On first start up, you will be required to create an admin account to access Metabase.
Follow the process and input anything. On the 4th step, you should pick PostgreSQL and enter the database credentials.

If you use the database locally, you must replace `localhost` with `host.docker.internal`.

<details>
  <summary>Setup PostgreSQL data warehouse in Metabase</summary>

  ![Metabase PostgreSQL setup](./docs/metabase-setup.webp)

</details>

#### Refreshing Metabase Data

If you have ran Metabase before executing the data pipeline, you would probably need to refresh the database schema and field values.

To do this, head to: http://localhost:3000/admin/databases/

<details>
  <summary>Refresh data warehouse in Metabase</summary>

  ![Refresh data warehouse in Metabase](./docs/metabase-refresh.webp)

</details>

#### Adding custom maps to Metabase

Metabase by default only ship with [US and World map](https://www.metabase.com/docs/latest/questions/visualizations/map).

To add Australian regions to the map visualization:

- Head to http://localhost:3000/admin/settings/maps
- Click on `Add a map`
- Name the map "Australian Local Government Area" with the URL
https://raw.githubusercontent.com/sglkc/ardd-data-warehouse/refs/heads/master/docs/geojson/LGA_2021_AUST_GDA94.json
- Then follow the image below.

<details>
  <summary>Loading custom maps in Metabase</summary>

  ![Loading custom maps in Metabase](./docs/metabase-maps.webp)

</details>

### dlt

The project utilizes [dlt](https://dlthub.com/) (data load tool) to extract file datasets into the data warehouse bronze layer.

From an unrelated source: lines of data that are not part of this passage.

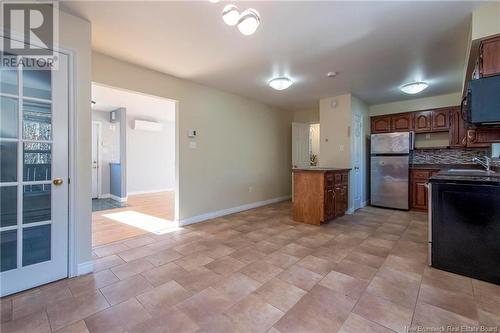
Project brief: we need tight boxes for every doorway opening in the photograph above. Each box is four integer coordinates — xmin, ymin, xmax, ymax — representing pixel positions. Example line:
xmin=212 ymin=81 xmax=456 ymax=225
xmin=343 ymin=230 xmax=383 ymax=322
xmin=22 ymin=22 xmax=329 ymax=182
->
xmin=89 ymin=83 xmax=178 ymax=248
xmin=292 ymin=123 xmax=320 ymax=168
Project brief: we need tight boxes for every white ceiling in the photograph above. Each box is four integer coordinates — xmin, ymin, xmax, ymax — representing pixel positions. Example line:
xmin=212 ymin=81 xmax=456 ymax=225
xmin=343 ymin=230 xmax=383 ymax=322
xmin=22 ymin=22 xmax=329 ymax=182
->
xmin=63 ymin=1 xmax=480 ymax=109
xmin=92 ymin=83 xmax=175 ymax=122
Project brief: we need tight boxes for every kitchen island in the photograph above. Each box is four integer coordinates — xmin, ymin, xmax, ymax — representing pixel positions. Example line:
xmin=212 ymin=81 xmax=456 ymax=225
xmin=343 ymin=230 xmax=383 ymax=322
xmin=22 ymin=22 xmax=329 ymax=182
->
xmin=293 ymin=167 xmax=351 ymax=225
xmin=429 ymin=170 xmax=500 ymax=284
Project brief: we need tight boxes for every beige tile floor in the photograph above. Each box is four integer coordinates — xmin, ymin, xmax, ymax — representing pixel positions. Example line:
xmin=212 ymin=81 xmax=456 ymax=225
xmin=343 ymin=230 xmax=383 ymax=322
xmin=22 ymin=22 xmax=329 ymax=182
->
xmin=92 ymin=191 xmax=174 ymax=246
xmin=1 ymin=202 xmax=500 ymax=333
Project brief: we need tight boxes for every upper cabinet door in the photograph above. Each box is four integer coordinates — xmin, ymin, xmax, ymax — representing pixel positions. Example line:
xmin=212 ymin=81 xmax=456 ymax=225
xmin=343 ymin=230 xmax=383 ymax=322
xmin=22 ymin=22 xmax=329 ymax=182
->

To load the source datasets into the data warehouse, run the following script with additional source name:

```sh
./dlt.sh <all|fatalities-jun|fatalities-jul|lga|ra|sa4|dwellings|population>
```

### SQLMesh

As for the transform and load (TL) process, the project uses [SQLMesh](https://sqlmesh.readthedocs.io/en/stable/) in the silver and gold layer.

To apply model changes to the data warehouse, run the following script:

```
./sqlmesh.sh
```

## Troubleshooting

If you encountered `Failed to build psycopg2==2.9.10` on uv sync, you must install the libpq library to build it.

```sh
sudo apt-get install libpq-dev
```

## Expanding the project

There are more publicly available datasets from Australian Bureau of Statistics that may be used to expand this project to a larger data warehouse:

https://www.abs.gov.au/statistics

The [population datasets](https://www.abs.gov.au/statistics/people/population) are very helpful to know territory populations and death counts.

## License

You may contribute or fork this repository, please feel free to use this to learn!